Terry Waddell knew that her 87-year-old mother did not have long to live. The woman’s organs were shutting down because of old age, she said, and her arthritic body had withered to 80 pounds.
So, when Waddell received a call about her mother’s health, it was not what she expected. A visiting nurse had noticed a bit of blood between the frail woman’s legs and wanted her screened for cervical cancer.
Waddell, of Houston, regrets that she took her mother for the test. She refused to let doctor’s aides weigh her, she said, protesting that getting her mother out of her wheelchair was too arduous a process. Then came the actual exam, which she said “was painful to watch.” Her mother struggled to open her legs wide enough for the procedure and then lay there, quietly crying.
“I blame myself for not stopping this,” said Waddell, whose mother died two months later.“It was totally unnecessary.” Unnecessary, perhaps, but surprisingly common.

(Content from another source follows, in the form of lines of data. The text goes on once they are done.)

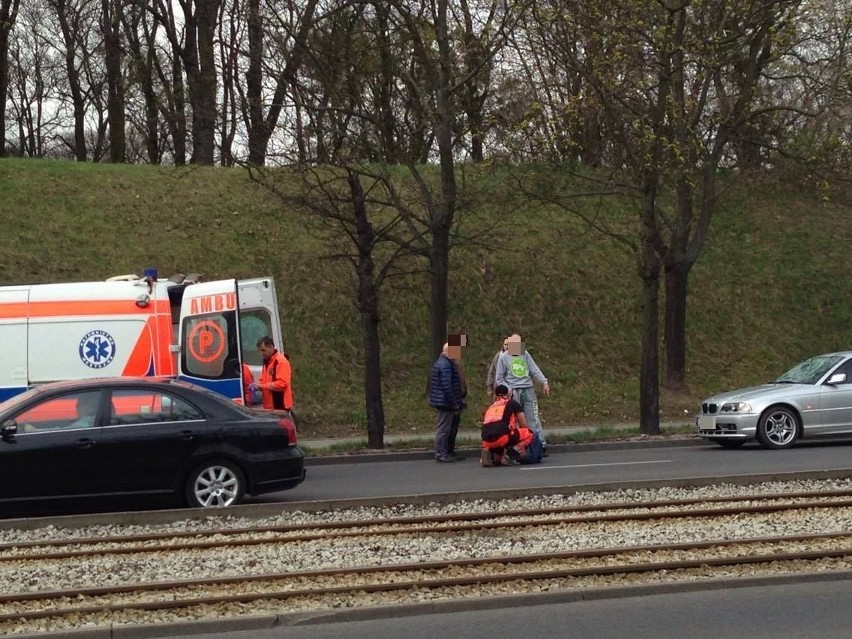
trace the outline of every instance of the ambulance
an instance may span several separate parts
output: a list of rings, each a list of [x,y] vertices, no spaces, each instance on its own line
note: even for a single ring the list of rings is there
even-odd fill
[[[200,276],[0,287],[0,401],[39,384],[156,376],[243,401],[243,364],[255,379],[257,340],[280,348],[271,277],[202,282]]]

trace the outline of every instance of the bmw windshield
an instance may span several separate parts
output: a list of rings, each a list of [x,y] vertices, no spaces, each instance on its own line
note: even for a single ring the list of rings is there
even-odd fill
[[[818,355],[806,359],[775,380],[776,384],[816,384],[843,360],[843,355]]]

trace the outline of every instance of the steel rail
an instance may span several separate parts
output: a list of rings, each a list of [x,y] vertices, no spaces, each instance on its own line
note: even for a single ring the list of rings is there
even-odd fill
[[[640,555],[642,553],[678,552],[694,550],[711,550],[714,548],[727,549],[731,547],[758,545],[784,546],[800,542],[813,542],[818,540],[845,541],[846,548],[837,548],[836,544],[831,548],[823,550],[809,550],[803,552],[772,552],[763,554],[748,554],[743,552],[735,556],[704,556],[679,561],[656,561],[644,563],[625,563],[625,555]],[[565,569],[548,569],[532,571],[508,571],[499,574],[471,574],[464,576],[426,578],[406,581],[386,581],[381,583],[347,584],[342,586],[331,586],[321,588],[294,588],[294,589],[272,589],[260,592],[228,594],[217,596],[193,597],[192,590],[210,588],[214,586],[237,586],[262,582],[284,582],[298,581],[300,579],[317,579],[326,576],[348,575],[361,576],[382,573],[404,573],[425,571],[442,571],[459,568],[477,568],[488,565],[522,566],[536,562],[558,562],[577,559],[605,559],[607,557],[620,557],[618,563],[604,562],[599,566],[570,567]],[[688,570],[702,567],[731,567],[746,566],[761,563],[793,562],[793,561],[816,561],[821,559],[838,559],[852,557],[852,533],[837,534],[815,534],[748,538],[741,540],[706,540],[702,542],[685,542],[679,544],[657,544],[649,546],[627,546],[606,549],[589,549],[579,551],[568,551],[553,554],[536,555],[514,555],[485,557],[476,559],[458,559],[450,561],[437,561],[428,563],[394,564],[386,566],[361,566],[353,568],[333,568],[324,570],[310,570],[291,573],[275,573],[265,575],[253,575],[232,578],[210,578],[202,580],[185,580],[158,583],[129,584],[120,587],[95,587],[73,590],[57,590],[43,592],[14,593],[0,596],[0,604],[9,606],[13,604],[43,602],[49,606],[39,610],[21,610],[13,613],[0,614],[0,622],[25,622],[35,619],[63,618],[70,616],[81,616],[87,614],[118,613],[121,611],[156,611],[190,608],[202,605],[251,603],[259,600],[288,600],[297,597],[317,597],[324,595],[340,595],[346,593],[379,593],[394,592],[408,589],[439,589],[444,587],[475,586],[482,584],[517,582],[517,581],[540,581],[551,579],[569,579],[581,577],[607,576],[614,574],[643,574],[660,571]],[[166,593],[170,590],[181,590],[188,594],[188,598],[169,598],[159,601],[136,601],[117,604],[97,603],[87,604],[87,599],[120,595],[129,593]],[[188,592],[187,592],[188,591]],[[51,603],[56,601],[74,600],[79,605],[52,607]]]
[[[590,511],[606,511],[606,510],[626,510],[630,508],[667,508],[671,506],[689,506],[692,504],[718,504],[718,503],[741,503],[746,501],[772,501],[782,499],[819,499],[819,498],[835,498],[835,497],[852,497],[852,490],[833,490],[833,491],[800,491],[789,493],[765,493],[755,495],[732,495],[730,497],[696,497],[692,499],[662,499],[655,501],[622,501],[612,502],[608,504],[577,504],[573,506],[559,506],[556,508],[532,508],[524,510],[512,511],[512,515],[546,515],[561,512],[590,512]],[[488,513],[473,512],[473,513],[447,513],[443,515],[418,515],[418,516],[403,516],[403,517],[386,517],[379,521],[386,524],[417,524],[417,523],[432,523],[444,521],[474,521],[481,519],[492,519],[494,517],[506,516],[503,512],[492,511]],[[63,540],[65,544],[93,544],[93,543],[113,543],[124,542],[128,539],[137,541],[155,541],[159,539],[181,539],[198,537],[199,535],[241,535],[249,533],[263,533],[269,531],[275,532],[293,532],[306,529],[335,529],[348,528],[360,525],[373,525],[377,520],[350,520],[350,521],[335,521],[322,522],[319,524],[285,524],[281,526],[250,526],[250,527],[232,527],[232,528],[216,528],[210,530],[187,530],[166,533],[146,533],[144,535],[113,535],[109,537],[99,537],[91,539],[89,537],[71,537]],[[0,543],[0,553],[12,548],[35,548],[39,546],[52,546],[55,541],[22,541],[11,543]]]
[[[722,517],[727,515],[738,514],[760,514],[772,513],[781,511],[793,510],[809,510],[818,508],[844,508],[852,507],[852,498],[846,497],[846,491],[839,494],[840,499],[833,500],[834,495],[824,493],[820,495],[818,501],[805,501],[789,503],[791,499],[798,499],[793,495],[773,496],[771,498],[762,496],[750,496],[741,499],[716,499],[712,500],[715,503],[743,502],[743,501],[776,501],[787,503],[770,503],[759,505],[747,505],[736,507],[721,507],[721,508],[687,508],[681,510],[651,510],[651,508],[665,508],[677,505],[694,505],[701,503],[702,500],[684,500],[672,502],[649,502],[649,503],[632,503],[618,504],[605,506],[588,506],[583,507],[585,511],[604,511],[607,510],[645,510],[646,512],[632,513],[609,513],[590,516],[568,516],[568,517],[542,517],[542,515],[560,514],[563,512],[577,512],[579,509],[573,507],[560,507],[555,509],[533,509],[523,511],[500,511],[490,513],[455,513],[448,515],[430,515],[425,517],[410,517],[410,518],[388,518],[374,520],[359,520],[359,521],[341,521],[341,522],[325,522],[320,524],[296,524],[285,525],[269,528],[257,528],[246,531],[246,529],[230,529],[230,530],[215,530],[215,531],[197,531],[191,535],[178,533],[169,534],[163,533],[159,535],[142,535],[139,537],[111,537],[108,539],[89,539],[89,540],[72,540],[72,541],[54,541],[54,542],[33,542],[31,545],[28,542],[22,544],[4,544],[0,546],[0,563],[11,561],[41,561],[52,559],[68,559],[82,558],[91,556],[104,555],[126,555],[126,554],[142,554],[153,552],[176,552],[182,550],[197,550],[197,549],[213,549],[213,548],[234,548],[236,546],[259,546],[278,544],[282,542],[298,543],[317,541],[328,539],[330,533],[333,532],[335,538],[342,537],[363,537],[363,536],[399,536],[417,533],[453,533],[470,530],[488,530],[499,528],[528,528],[536,526],[557,526],[563,524],[584,524],[598,522],[617,522],[617,521],[647,521],[651,519],[690,519],[690,518],[707,518],[707,517]],[[832,501],[833,500],[833,501]],[[710,500],[708,500],[710,501]],[[494,521],[505,520],[510,518],[523,518],[517,521]],[[491,520],[491,521],[488,521]],[[471,523],[459,523],[468,521]],[[451,522],[451,523],[446,523]],[[413,525],[411,525],[413,523]],[[425,524],[425,525],[418,525]],[[393,527],[396,526],[396,527]],[[300,533],[300,531],[302,531]],[[310,531],[310,532],[308,532]],[[325,531],[325,532],[314,532]],[[287,533],[296,532],[300,534],[289,535]],[[278,534],[278,536],[265,536],[257,539],[235,539],[237,535],[246,534]],[[216,541],[198,540],[194,542],[181,542],[174,544],[156,544],[156,545],[138,545],[139,542],[145,541],[163,541],[166,539],[183,539],[191,536],[194,539],[209,538],[214,536],[227,537]],[[108,544],[130,543],[127,546],[102,547]],[[35,553],[16,553],[12,552],[19,548],[27,549],[45,549],[50,547],[67,547],[67,546],[89,546],[82,550],[62,550],[57,552],[35,552]],[[101,546],[101,547],[97,547]]]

Cancer screening tests are vastly overused in the United States, with about 40 percent of Medicare spending on common preventive screenings regarded as medically unnecessary, an iWatch News investigation reveals. Millions of Americans get such tests more frequently than medically recommended or at times when they cannot gain any proven medical benefit, extracting an enormous financial toll on the nation’s health care system. Doctors disregard scientific guidelines out of ignorance, fear of malpractice suits or for financial gain, as patients inundated by medical advertising clamor for extra tests.
In the frenzied hunt for cancer, the risks of the screenings also get overlooked. Besides producing anxiety, screening people for cancer can itself cause injuries — even death — or set off a cascade of expensive tests and treatments that can waste more money and create more problems.